Fantastic art is a broad and loosely defined artgenre. It is not restricted to a specific school of artists, geographical location or historical period. It can be characterised by subject matter – which portrays non-realistic, mystical, mythical or folkloric subjects or events – and style, which is representational and naturalistic, rather than abstract – or in the case of magazine illustrations and similar, in the style of graphic novel art such as manga.
The subject matter of Fantastic Art may resemble the product of hallucinations, and Fantastic artist Richard Dadd spent much of his life in mental institutions. Salvador Dalí famously said: "the only difference between me and a madman is that I am not mad". Some recent Fantastic Art draws on the artist's experience, or purported experience, of hallucinogenic drugs.
The term Fantasy Art is closely related, and is applied primarily to recent art (typically 20th century onwards) inspired by, or illustrating, fantasy literature. The term has acquired some pejorative overtones.
Fantastic art has traditionally been largely confined to painting and illustration, but since the 1970s has increasingly been found also in photography. Fantastic art explores fantasy, imagination, the dream state, the grotesque, visions and the uncanny, as well as so-called "Goth" art.
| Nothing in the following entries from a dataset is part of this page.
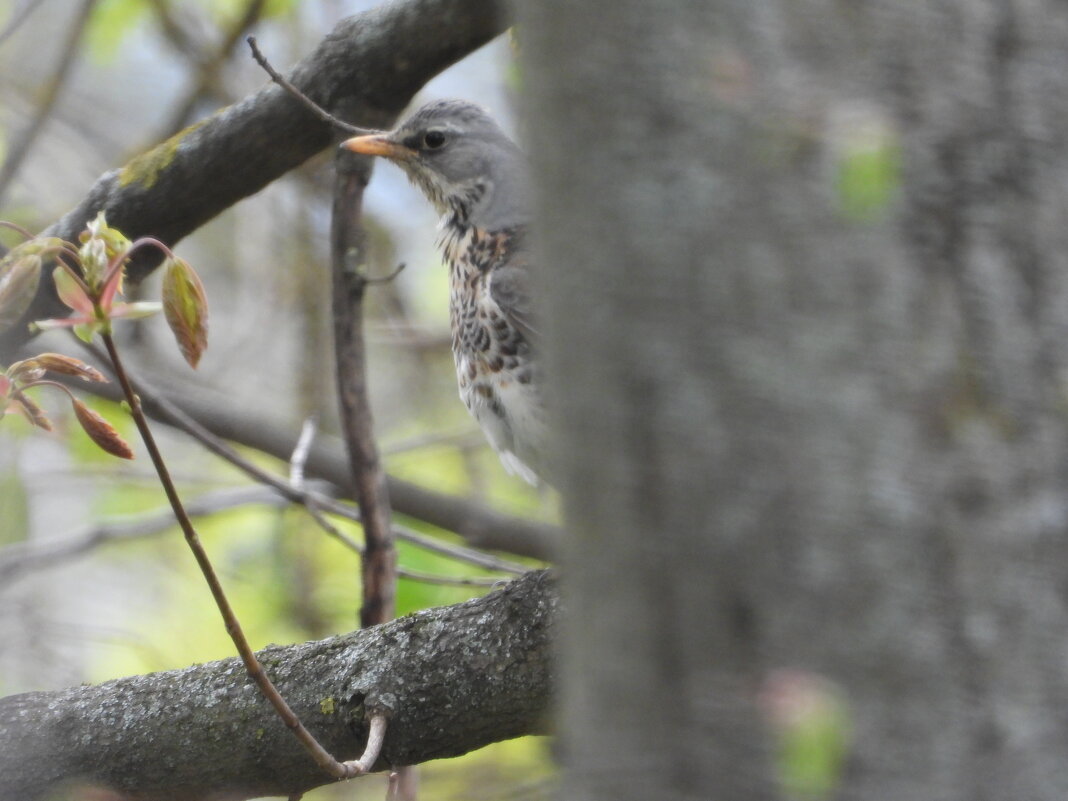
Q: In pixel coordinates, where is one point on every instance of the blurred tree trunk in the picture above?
(804, 266)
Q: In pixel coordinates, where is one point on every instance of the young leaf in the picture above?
(18, 284)
(33, 412)
(100, 430)
(185, 307)
(66, 365)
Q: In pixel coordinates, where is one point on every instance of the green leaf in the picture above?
(185, 307)
(111, 21)
(14, 508)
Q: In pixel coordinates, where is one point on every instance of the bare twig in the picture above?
(388, 277)
(308, 101)
(255, 671)
(347, 251)
(21, 559)
(207, 68)
(21, 146)
(24, 556)
(208, 422)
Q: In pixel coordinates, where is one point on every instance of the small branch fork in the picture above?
(308, 101)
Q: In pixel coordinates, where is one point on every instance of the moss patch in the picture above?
(145, 169)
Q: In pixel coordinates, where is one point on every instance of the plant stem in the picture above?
(255, 671)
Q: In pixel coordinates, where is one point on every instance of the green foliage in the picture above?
(14, 507)
(111, 21)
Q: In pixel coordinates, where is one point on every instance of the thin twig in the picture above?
(17, 17)
(308, 101)
(176, 417)
(207, 69)
(21, 146)
(255, 671)
(348, 247)
(388, 277)
(300, 452)
(22, 556)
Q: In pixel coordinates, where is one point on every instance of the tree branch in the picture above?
(453, 678)
(480, 525)
(366, 69)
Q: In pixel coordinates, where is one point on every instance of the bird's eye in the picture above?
(434, 139)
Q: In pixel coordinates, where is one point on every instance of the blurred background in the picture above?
(83, 88)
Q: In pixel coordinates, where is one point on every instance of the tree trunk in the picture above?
(807, 311)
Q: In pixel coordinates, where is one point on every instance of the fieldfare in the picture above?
(476, 178)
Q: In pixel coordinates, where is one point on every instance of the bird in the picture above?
(476, 178)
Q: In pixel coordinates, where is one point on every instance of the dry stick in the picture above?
(255, 671)
(174, 415)
(347, 246)
(308, 101)
(207, 68)
(378, 565)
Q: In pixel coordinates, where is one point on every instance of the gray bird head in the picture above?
(460, 158)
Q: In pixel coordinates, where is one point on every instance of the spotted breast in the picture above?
(491, 338)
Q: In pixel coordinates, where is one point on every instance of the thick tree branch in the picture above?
(453, 678)
(366, 71)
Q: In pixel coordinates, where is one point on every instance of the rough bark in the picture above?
(795, 435)
(452, 679)
(365, 71)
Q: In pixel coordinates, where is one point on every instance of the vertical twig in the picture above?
(348, 244)
(255, 671)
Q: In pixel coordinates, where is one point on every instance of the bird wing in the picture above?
(509, 288)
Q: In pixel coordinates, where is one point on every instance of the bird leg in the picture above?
(375, 736)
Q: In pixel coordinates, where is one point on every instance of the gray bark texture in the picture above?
(791, 436)
(364, 72)
(451, 679)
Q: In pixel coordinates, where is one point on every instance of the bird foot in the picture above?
(375, 736)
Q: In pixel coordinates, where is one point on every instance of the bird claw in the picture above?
(376, 734)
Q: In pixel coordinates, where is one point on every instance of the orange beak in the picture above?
(377, 144)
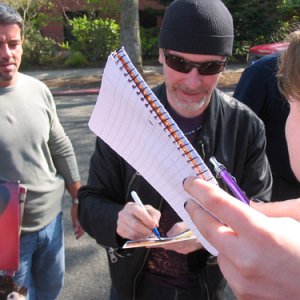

Genres which may also be considered as Fantastic Art include the Symbolism of the Victorian era, and Surrealism. Works based on classical mythology, which have been a staple of European art from the Renaissance period, also arguably meet the definition of Fantastic Art, as art based on modern mythology such as JRR Tolkien's Middle Earth mythos unquestionably does. Religious art also depicts supernatural or miraculous subjects in a naturalistic way, but is not generally regarded as Fantastic Art.